Tracking photoinduced charge separation in a perfluorinated Zn-tetraphenylporphyrin sensitizer

Abstract

The development of artificial biomimetic systems with real-world applications relies on a profound understanding of all photophysical and photochemical processes taking place upon light absorption by a chromophoric unit. Efficient photoinduced charge separation in photosensitizers or specialized photocatalysts is the process triggering most of the chemical reactions in the production of solar fuels, and hence, its proper characterization is of utmost importance. In this work, we investigated photoinduced charge separation processes in a perfluorinated Zn-tetraphenylporphyrin photosensitizer (ZnF₂₀).

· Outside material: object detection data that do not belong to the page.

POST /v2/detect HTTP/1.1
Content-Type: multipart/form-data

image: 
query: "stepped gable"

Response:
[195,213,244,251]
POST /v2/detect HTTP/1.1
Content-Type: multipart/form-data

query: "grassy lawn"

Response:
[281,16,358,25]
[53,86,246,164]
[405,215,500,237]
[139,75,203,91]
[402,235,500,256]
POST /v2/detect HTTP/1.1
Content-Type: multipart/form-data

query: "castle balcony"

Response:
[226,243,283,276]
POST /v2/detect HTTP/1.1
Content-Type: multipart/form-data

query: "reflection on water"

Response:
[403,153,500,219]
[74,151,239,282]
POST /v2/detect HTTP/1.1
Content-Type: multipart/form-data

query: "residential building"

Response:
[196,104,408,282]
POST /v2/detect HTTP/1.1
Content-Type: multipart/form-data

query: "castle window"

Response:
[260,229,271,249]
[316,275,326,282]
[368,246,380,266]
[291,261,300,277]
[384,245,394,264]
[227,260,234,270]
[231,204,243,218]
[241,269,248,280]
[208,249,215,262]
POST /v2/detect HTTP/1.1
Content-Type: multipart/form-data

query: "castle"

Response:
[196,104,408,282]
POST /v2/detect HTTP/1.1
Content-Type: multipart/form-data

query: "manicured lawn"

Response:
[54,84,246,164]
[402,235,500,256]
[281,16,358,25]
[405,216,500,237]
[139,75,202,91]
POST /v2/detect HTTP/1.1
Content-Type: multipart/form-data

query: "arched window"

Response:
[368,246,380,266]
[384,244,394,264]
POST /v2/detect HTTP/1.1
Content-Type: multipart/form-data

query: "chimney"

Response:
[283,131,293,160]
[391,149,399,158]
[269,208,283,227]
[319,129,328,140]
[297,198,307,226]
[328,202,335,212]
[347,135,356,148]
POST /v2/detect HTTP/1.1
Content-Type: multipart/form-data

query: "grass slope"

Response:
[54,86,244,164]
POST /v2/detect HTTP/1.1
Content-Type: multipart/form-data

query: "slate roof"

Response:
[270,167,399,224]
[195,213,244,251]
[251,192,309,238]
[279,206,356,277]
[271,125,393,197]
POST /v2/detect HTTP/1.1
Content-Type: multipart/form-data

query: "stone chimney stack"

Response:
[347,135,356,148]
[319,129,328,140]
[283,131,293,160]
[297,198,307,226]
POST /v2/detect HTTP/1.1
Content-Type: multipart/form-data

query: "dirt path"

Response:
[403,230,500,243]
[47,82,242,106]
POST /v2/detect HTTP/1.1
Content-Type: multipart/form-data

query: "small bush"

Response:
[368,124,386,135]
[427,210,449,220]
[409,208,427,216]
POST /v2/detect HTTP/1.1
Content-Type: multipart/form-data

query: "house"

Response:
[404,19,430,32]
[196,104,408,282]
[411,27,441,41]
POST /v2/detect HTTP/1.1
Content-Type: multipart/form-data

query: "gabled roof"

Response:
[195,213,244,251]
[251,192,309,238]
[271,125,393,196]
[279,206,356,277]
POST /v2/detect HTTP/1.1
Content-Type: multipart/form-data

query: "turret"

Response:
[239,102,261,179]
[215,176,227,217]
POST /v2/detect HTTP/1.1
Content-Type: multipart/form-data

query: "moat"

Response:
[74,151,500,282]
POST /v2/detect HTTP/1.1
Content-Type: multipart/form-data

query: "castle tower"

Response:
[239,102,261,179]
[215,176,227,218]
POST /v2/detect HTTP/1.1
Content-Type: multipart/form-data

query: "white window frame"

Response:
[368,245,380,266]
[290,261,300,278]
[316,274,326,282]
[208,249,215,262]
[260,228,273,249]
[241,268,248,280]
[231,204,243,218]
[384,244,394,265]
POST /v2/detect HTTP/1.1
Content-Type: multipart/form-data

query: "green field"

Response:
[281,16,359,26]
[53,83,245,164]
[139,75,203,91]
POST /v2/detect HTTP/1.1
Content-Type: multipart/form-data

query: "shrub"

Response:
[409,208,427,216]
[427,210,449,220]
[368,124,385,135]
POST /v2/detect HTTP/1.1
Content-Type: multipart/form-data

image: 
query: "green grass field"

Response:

Ascorbate and 1,4-diazabicyclo[2.2.2]octane (DABCO) were used as reversible electron donors for nanosecond-resolved pump–probe experiments using both optical absorption and resonance Raman scattering as probes. Our results indicate that in spite of similar charge separation efficiencies, the DABCO-containing system exhibits a much faster kinetics of charge-separated state formation and decay. This is attributed to its inherent ability to coordinate to the metal center. Time-resolved resonance Raman measurements allow for the detection of vibrational modes specific to both the triplet excited state of ZnF₂₀ and its reduced state, complementing transient absorption data to fully characterize the charge separation process.